La disciplina generale

L'apprendistato viene definito come quel contratto a tempo indeterminato finalizzato alla formazione e all'occupazione.

Esso si suddivide in tre tipologie, che escono più o meno fortemente modificate dalla riforma, sulle quali ci si soffermerà dettagliatamente nel prosieguo.

In via generale, il contratto deve avere forma scritta, solo ad probationem e non ad substantiam, ed indicare sinteticamente il piano formativo individuale.

La sua durata non può essere inferiore a sei mesi.

Durante lo svolgimento del rapporto trovano applicazione le sanzioni previste dalla normativa vigente per il licenziamento illegittimo.

Ad eccezione delle questioni inerenti il piano formativo, la durata minima, la normativa in caso di licenziamento illegittimo e il recesso del contratto, che spettano esclusivamente alla legge, la disciplina complessiva dell'istituto è rimessa alla contrattazione collettiva nazionale.

Gli standard formativi andranno invece fissati con un apposito decreto del Ministero del lavoro e delle politiche sociali di concerto con il Ministero dell'istruzione, dell'università e della ricerca e con il Ministero dell'economia e delle finanze, previa intesa con la Conferenza Stato-Regioni.

In ogni caso, la registrazione della formazione deve avvenire secondo le indicazioni del d.lgs. n. 13/2013 ed è di competenza dell'azienda per l'apprendistato del secondo livello, mentre per le altre tipologie spetta alle istituzioni formative e agli enti di ricerca.

Per le Regioni e le Province autonome ove la nuova disciplina non sia immediatamente operativa, trovano applicazione le regolazioni vigenti.

Si precisa che l'apprendistato di secondo e terzo livello potrà essere utilizzato anche nel pubblico impiego, previo apposito d.p.c.m..

Interessante è infine segnalare che è ora possibile assumere senza limiti di età sia i lavoratori beneficiari di mobilità che quelli beneficiari di indennità di disoccupazione.

Apprendistato per la qualifica e il diploma professionale, il diploma di istruzione secondaria superiore e il certificato di specializzazione tecnica superiore

La prima tipologia di apprendistato, in precedenza definita "Apprendistato per la qualifica e il diploma professionale", si tramuta, nella denominazione, in "Apprendistato per la qualifica e il diploma professionale, il diploma di istruzione secondaria superiore e il certificato di specializzazione tecnica superiore".

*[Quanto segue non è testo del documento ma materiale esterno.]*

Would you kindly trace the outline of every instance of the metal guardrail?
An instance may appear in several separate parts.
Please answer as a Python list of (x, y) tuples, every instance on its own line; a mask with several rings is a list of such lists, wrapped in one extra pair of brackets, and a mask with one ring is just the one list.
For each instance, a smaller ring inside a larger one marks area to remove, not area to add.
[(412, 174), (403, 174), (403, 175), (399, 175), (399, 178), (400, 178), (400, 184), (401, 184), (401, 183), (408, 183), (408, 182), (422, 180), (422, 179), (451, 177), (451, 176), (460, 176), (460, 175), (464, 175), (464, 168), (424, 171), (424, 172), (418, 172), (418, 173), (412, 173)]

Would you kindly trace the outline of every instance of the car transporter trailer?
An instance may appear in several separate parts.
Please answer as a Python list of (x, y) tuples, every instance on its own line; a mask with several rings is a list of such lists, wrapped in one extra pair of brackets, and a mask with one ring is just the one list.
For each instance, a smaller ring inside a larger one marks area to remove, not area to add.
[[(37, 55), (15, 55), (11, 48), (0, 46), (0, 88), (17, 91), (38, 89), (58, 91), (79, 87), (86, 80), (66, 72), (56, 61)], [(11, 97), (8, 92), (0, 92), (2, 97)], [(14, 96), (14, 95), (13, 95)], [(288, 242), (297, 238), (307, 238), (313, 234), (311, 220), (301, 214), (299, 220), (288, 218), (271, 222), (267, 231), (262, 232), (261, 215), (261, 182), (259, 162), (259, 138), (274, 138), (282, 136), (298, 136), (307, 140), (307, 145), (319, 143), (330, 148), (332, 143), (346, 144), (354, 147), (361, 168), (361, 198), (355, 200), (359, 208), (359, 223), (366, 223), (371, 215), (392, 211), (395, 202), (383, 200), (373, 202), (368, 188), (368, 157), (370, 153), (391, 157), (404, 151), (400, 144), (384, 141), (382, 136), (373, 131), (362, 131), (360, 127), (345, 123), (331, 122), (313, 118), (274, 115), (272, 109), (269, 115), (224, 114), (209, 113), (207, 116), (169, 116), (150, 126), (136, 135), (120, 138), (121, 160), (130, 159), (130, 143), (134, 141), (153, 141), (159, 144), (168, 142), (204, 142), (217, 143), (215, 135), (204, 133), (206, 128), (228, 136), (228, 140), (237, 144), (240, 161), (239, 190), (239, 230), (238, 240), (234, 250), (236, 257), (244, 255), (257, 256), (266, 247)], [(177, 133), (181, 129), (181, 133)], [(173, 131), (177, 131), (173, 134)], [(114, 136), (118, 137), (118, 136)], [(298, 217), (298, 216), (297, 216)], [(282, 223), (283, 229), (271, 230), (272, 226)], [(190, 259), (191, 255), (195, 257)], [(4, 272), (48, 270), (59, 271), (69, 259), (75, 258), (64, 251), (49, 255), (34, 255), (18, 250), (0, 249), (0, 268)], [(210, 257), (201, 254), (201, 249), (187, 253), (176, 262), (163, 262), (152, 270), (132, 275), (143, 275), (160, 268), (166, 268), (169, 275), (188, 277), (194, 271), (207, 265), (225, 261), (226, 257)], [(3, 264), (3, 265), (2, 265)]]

Le novità riguardano il fatto che tale tipologia contrattuale può essere ora stipulata non solo nel contesto di percorsi di istruzione e formazione professionale regionali, ma anche con studenti di scuola secondaria superiore, a partire dal secondo anno, con il chiaro intento di favorire il conseguimento del diploma e l'acquisizione di competenze professionali ulteriori rispetto a quelle previste dal piano formativo scolastico.

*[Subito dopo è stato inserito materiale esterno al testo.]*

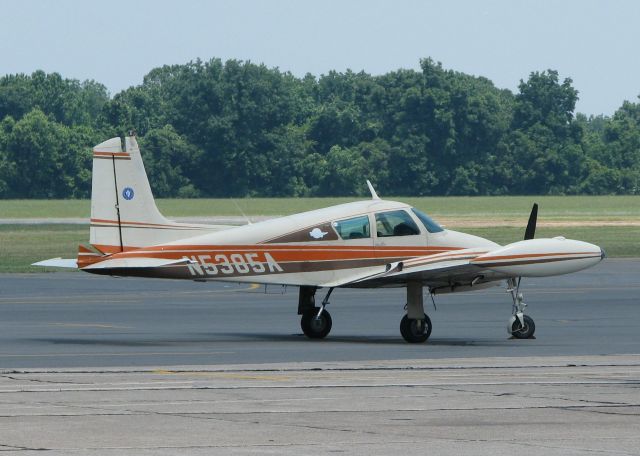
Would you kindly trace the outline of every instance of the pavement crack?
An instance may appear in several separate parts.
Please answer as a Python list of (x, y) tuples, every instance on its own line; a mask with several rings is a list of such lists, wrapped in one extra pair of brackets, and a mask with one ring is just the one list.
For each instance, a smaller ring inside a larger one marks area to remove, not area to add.
[[(59, 382), (53, 382), (53, 383), (59, 383)], [(514, 385), (517, 383), (506, 383), (506, 385)], [(535, 382), (535, 383), (528, 383), (527, 386), (532, 386), (532, 385), (579, 385), (581, 387), (585, 387), (585, 386), (589, 386), (589, 385), (595, 385), (595, 386), (609, 386), (609, 385), (622, 385), (625, 387), (630, 387), (632, 385), (638, 384), (640, 385), (640, 380), (633, 380), (633, 381), (615, 381), (615, 382), (608, 382), (608, 383), (603, 383), (603, 382), (599, 382), (599, 381), (594, 381), (594, 382), (577, 382), (577, 383), (567, 383), (567, 382), (549, 382), (549, 381), (544, 381), (544, 382)], [(86, 385), (86, 383), (78, 383), (76, 385)], [(95, 385), (95, 384), (91, 384), (91, 385)], [(486, 386), (503, 386), (505, 384), (503, 383), (486, 383)], [(185, 390), (190, 390), (190, 391), (206, 391), (206, 390), (210, 390), (210, 391), (223, 391), (223, 390), (233, 390), (233, 391), (240, 391), (240, 390), (261, 390), (261, 389), (281, 389), (281, 390), (286, 390), (286, 389), (297, 389), (297, 390), (323, 390), (323, 389), (356, 389), (356, 388), (367, 388), (367, 389), (384, 389), (384, 388), (433, 388), (433, 389), (442, 389), (442, 390), (449, 390), (449, 391), (458, 391), (458, 392), (470, 392), (470, 393), (478, 393), (478, 394), (495, 394), (495, 393), (488, 393), (486, 391), (474, 391), (474, 390), (465, 390), (465, 389), (459, 389), (459, 388), (454, 388), (454, 387), (446, 387), (446, 385), (433, 385), (433, 384), (429, 384), (429, 383), (388, 383), (388, 384), (365, 384), (365, 383), (356, 383), (356, 384), (348, 384), (348, 385), (344, 385), (344, 384), (317, 384), (317, 385), (233, 385), (233, 386), (210, 386), (210, 385), (203, 385), (203, 386), (194, 386), (194, 385), (189, 385), (189, 386), (183, 386), (183, 387), (136, 387), (136, 388), (129, 388), (129, 389), (125, 389), (125, 388), (114, 388), (114, 387), (99, 387), (99, 386), (92, 386), (90, 388), (56, 388), (56, 389), (51, 389), (51, 390), (47, 390), (47, 389), (33, 389), (33, 390), (28, 390), (28, 389), (0, 389), (0, 394), (14, 394), (14, 393), (70, 393), (70, 392), (110, 392), (110, 391), (185, 391)]]
[(19, 378), (12, 377), (11, 375), (0, 375), (0, 378), (6, 378), (8, 380), (14, 380), (17, 382), (33, 382), (33, 383), (47, 383), (47, 384), (65, 384), (65, 385), (89, 385), (90, 383), (79, 383), (73, 381), (64, 381), (64, 380), (42, 380), (39, 378)]
[[(371, 363), (375, 363), (376, 361), (371, 361)], [(191, 374), (191, 373), (225, 373), (225, 372), (367, 372), (367, 371), (385, 371), (385, 372), (393, 372), (393, 371), (468, 371), (468, 370), (476, 370), (476, 371), (488, 371), (488, 370), (497, 370), (497, 371), (507, 371), (507, 370), (536, 370), (536, 369), (598, 369), (598, 368), (607, 368), (607, 367), (618, 367), (618, 368), (632, 368), (632, 367), (640, 367), (640, 361), (628, 361), (624, 363), (582, 363), (582, 364), (554, 364), (554, 363), (538, 363), (538, 364), (527, 364), (527, 365), (453, 365), (453, 366), (385, 366), (385, 365), (374, 365), (374, 366), (337, 366), (337, 367), (324, 367), (324, 366), (310, 366), (310, 367), (238, 367), (233, 366), (232, 368), (209, 368), (209, 369), (185, 369), (177, 368), (171, 369), (171, 372), (174, 374)], [(0, 374), (152, 374), (155, 369), (120, 369), (120, 368), (100, 368), (97, 367), (95, 369), (83, 369), (83, 368), (69, 368), (69, 369), (25, 369), (25, 370), (0, 370)], [(570, 375), (569, 373), (567, 373)]]
[(525, 446), (527, 448), (540, 448), (542, 450), (553, 449), (553, 450), (562, 450), (566, 452), (579, 451), (581, 453), (584, 452), (584, 453), (594, 453), (594, 454), (616, 454), (616, 455), (622, 455), (622, 456), (637, 456), (637, 453), (630, 453), (628, 451), (607, 450), (603, 448), (585, 448), (585, 447), (573, 448), (573, 447), (567, 447), (567, 446), (561, 446), (561, 445), (548, 445), (548, 444), (545, 445), (542, 443), (536, 443), (532, 441), (520, 442), (517, 440), (512, 440), (505, 443), (508, 443), (514, 446)]
[(49, 448), (30, 448), (21, 445), (9, 445), (0, 443), (0, 452), (3, 451), (50, 451)]
[[(543, 400), (551, 400), (551, 401), (567, 401), (567, 402), (579, 402), (586, 404), (584, 406), (575, 405), (575, 406), (567, 406), (572, 408), (579, 407), (635, 407), (635, 404), (629, 404), (626, 402), (615, 402), (615, 401), (600, 401), (600, 400), (589, 400), (589, 399), (580, 399), (580, 398), (570, 398), (570, 397), (557, 397), (557, 396), (545, 396), (545, 395), (535, 395), (535, 394), (522, 394), (518, 393), (510, 393), (510, 392), (502, 392), (502, 393), (494, 393), (491, 391), (478, 391), (473, 389), (461, 389), (461, 388), (447, 388), (445, 386), (433, 386), (431, 389), (441, 390), (441, 391), (455, 391), (458, 393), (473, 393), (480, 394), (485, 396), (492, 397), (504, 397), (504, 396), (518, 396), (527, 399), (543, 399)], [(536, 407), (539, 408), (539, 407)], [(552, 406), (551, 408), (563, 408), (562, 406)]]
[[(134, 410), (127, 410), (128, 412), (132, 412), (135, 413)], [(265, 414), (265, 413), (285, 413), (285, 414), (290, 414), (290, 413), (309, 413), (309, 412), (258, 412), (260, 414)], [(358, 411), (354, 412), (354, 413), (359, 413)], [(348, 429), (348, 428), (338, 428), (338, 427), (331, 427), (331, 426), (313, 426), (313, 425), (305, 425), (305, 424), (295, 424), (295, 423), (265, 423), (265, 422), (261, 422), (261, 421), (255, 421), (255, 420), (248, 420), (248, 419), (231, 419), (229, 417), (220, 417), (219, 414), (212, 414), (212, 413), (206, 413), (203, 412), (201, 414), (193, 414), (193, 413), (168, 413), (168, 412), (146, 412), (146, 413), (142, 413), (142, 415), (157, 415), (157, 416), (171, 416), (171, 417), (178, 417), (178, 418), (188, 418), (188, 419), (195, 419), (195, 420), (213, 420), (213, 421), (221, 421), (221, 422), (225, 422), (225, 423), (234, 423), (234, 424), (257, 424), (257, 425), (263, 425), (263, 426), (275, 426), (275, 427), (282, 427), (282, 428), (298, 428), (298, 429), (312, 429), (312, 430), (324, 430), (324, 431), (336, 431), (336, 432), (349, 432), (349, 433), (354, 433), (354, 434), (365, 434), (365, 435), (382, 435), (382, 433), (380, 432), (375, 432), (375, 431), (365, 431), (365, 430), (360, 430), (360, 429)], [(214, 416), (217, 415), (217, 416)], [(229, 416), (237, 416), (237, 415), (249, 415), (249, 416), (255, 416), (256, 412), (246, 412), (246, 413), (227, 413), (227, 415)]]
[[(538, 406), (526, 406), (526, 407), (464, 407), (464, 408), (452, 408), (452, 407), (440, 407), (440, 408), (406, 408), (406, 409), (376, 409), (376, 410), (336, 410), (336, 409), (322, 409), (322, 410), (271, 410), (271, 411), (248, 411), (248, 412), (157, 412), (157, 411), (144, 411), (135, 409), (123, 409), (122, 411), (105, 412), (102, 407), (90, 407), (90, 406), (69, 406), (78, 410), (87, 410), (90, 413), (42, 413), (42, 414), (13, 414), (13, 415), (0, 415), (0, 418), (15, 418), (15, 417), (56, 417), (56, 418), (72, 418), (78, 416), (145, 416), (145, 415), (158, 415), (158, 416), (175, 416), (180, 418), (193, 418), (193, 419), (220, 419), (222, 416), (259, 416), (259, 415), (304, 415), (313, 413), (356, 413), (356, 414), (377, 414), (377, 413), (425, 413), (425, 412), (489, 412), (489, 411), (511, 411), (511, 410), (566, 410), (566, 411), (584, 411), (591, 413), (602, 413), (609, 415), (621, 415), (621, 416), (634, 416), (628, 413), (608, 412), (608, 408), (623, 408), (634, 409), (640, 408), (640, 404), (622, 404), (622, 405), (538, 405)], [(598, 409), (598, 410), (593, 410)], [(99, 411), (101, 413), (96, 413)]]
[[(610, 405), (607, 407), (612, 407), (612, 408), (620, 408), (620, 409), (628, 409), (628, 408), (638, 408), (640, 406), (638, 405), (633, 405), (633, 404), (629, 404), (629, 405)], [(563, 407), (560, 407), (563, 408)], [(593, 410), (597, 408), (598, 410)], [(611, 410), (602, 410), (603, 407), (597, 407), (597, 406), (585, 406), (585, 407), (567, 407), (566, 410), (569, 412), (582, 412), (582, 413), (594, 413), (594, 414), (600, 414), (600, 415), (617, 415), (617, 416), (638, 416), (638, 413), (622, 413), (622, 412), (614, 412)]]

Il contratto di apprendistato di primo livello può poi essere stipulato, per una durata massima di due anni, anche con i giovani delle Province autonome di Trento e Bolzano che frequentano l'anno integrativo finalizzato all'esame di Stato di cui all'articolo 6, comma 5 del decreto del Presidente della Repubblica n. 87/2010.

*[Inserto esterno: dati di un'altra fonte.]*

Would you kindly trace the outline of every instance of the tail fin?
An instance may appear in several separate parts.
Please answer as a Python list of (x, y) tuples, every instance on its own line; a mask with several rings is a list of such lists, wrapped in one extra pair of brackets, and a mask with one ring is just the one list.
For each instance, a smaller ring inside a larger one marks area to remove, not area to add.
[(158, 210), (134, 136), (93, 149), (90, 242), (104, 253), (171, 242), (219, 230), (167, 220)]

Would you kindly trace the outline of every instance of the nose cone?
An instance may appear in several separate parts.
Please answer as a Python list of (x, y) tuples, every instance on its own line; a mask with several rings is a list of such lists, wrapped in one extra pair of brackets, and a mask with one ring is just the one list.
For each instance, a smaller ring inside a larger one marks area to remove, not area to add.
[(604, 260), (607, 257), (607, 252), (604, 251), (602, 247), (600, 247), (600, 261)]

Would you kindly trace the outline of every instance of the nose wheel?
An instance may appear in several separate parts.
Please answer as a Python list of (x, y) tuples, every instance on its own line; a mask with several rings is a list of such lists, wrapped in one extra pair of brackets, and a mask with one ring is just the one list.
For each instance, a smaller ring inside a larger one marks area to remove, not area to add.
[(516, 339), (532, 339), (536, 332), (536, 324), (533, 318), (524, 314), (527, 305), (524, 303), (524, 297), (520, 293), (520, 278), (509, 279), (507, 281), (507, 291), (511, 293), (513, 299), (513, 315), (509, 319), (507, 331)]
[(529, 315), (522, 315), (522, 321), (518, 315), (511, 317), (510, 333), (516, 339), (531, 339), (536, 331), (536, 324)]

Possono essere assunti quali apprendisti di primo livello, in sostanza, i giovani di età compresa tra i 15 e i 25 anni di età e la durata del contratto varia a seconda che esso sia teso all'ottenimento della qualifica (tre anni) o del diploma professionale (4 anni).

È possibile poi prorogare il contratto di apprendistato, per massimo 12 mesi, per il consolidamento e l'acquisizione di ulteriori competenze tecnico-professionali e specialistiche, utili anche ai fini dell'acquisizione del certificato di specializzazione superiore o del diploma professionale all'esito del corso annuale integrativo o nel caso in cui l'apprendista non abbia conseguito alcun titolo triennale, quadriennale, IFTS o il diploma professionale statale.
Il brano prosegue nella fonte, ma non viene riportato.